"Yes?"—sneeringly.

"You know quite well the snarl that is to be untied before the class meeting Friday evening."

"Quite well," replied Jetson sulkily. "It is a situation that I owe to the fact of having been acquainted with yourself, Mr. Darrin."

"Jetson," resumed Dave, dropping the formal "Mr.", "the situation is one that menaces you and your standing here. It menaces me equally. I could get myself out of the scrape quite easily by withdrawing from the stand that I took the other night."

"I either fail or refuse to understand why you went to the risk that you did the other night, Mr. Darrin."

"If I were to retract what I said," Darrin added, "it would cause me to violate whatever respect I may have for right and justice. On the other hand, Jetson, surely you do not consider yourself right in refusing an apology for a remark in which you thoughtlessly cast an unjust reflection upon the whole body of midshipmen."

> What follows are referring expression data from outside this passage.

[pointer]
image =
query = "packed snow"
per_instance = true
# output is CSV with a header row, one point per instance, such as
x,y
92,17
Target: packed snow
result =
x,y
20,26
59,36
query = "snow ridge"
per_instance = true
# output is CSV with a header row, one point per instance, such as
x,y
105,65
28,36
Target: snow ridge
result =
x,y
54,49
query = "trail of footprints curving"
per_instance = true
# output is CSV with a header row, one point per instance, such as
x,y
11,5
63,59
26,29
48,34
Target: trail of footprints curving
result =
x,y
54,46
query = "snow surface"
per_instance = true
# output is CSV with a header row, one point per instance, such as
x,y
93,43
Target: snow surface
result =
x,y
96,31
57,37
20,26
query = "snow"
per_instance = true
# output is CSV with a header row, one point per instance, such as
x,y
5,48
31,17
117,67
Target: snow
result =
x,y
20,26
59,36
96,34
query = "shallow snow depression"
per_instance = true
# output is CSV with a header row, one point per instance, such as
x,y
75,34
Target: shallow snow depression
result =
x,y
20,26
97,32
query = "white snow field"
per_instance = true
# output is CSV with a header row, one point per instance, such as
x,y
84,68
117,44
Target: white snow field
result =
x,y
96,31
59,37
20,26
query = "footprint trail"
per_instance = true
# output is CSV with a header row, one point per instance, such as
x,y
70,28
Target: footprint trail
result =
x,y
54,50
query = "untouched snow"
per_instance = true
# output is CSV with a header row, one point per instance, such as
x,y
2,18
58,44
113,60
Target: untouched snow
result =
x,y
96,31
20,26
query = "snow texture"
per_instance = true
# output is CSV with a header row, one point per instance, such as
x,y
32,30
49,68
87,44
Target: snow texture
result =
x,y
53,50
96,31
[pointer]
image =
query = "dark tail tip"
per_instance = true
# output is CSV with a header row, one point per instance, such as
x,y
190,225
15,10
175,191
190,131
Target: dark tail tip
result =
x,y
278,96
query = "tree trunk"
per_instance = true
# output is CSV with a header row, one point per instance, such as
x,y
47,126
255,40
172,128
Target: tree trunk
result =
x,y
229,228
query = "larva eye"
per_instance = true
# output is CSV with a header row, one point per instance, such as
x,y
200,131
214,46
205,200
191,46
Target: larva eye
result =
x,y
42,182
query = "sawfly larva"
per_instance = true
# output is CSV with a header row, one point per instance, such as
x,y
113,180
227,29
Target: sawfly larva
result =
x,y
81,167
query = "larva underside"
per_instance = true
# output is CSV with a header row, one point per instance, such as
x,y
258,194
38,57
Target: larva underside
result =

"To what is this leading, Mr. Darrin?"

"Jetson, your own sense of honor and justice surely tells you that you owe it to yourself to go before the meeting Friday evening—"

"I shall not attend, Mr. Darrin. The class may take whatever action it chooses in my absence."

"Jetson, you owe it to yourself, as well as to the class, to offer your apology for a remark that reflected upon the whole brigade. You can violate no feeling of honor or proper pride by such an apology. In fact, I do not see how you can justify yourself in withholding such apology for having expressed a sentiment which you know you did not mean in the way that the brigade has taken it."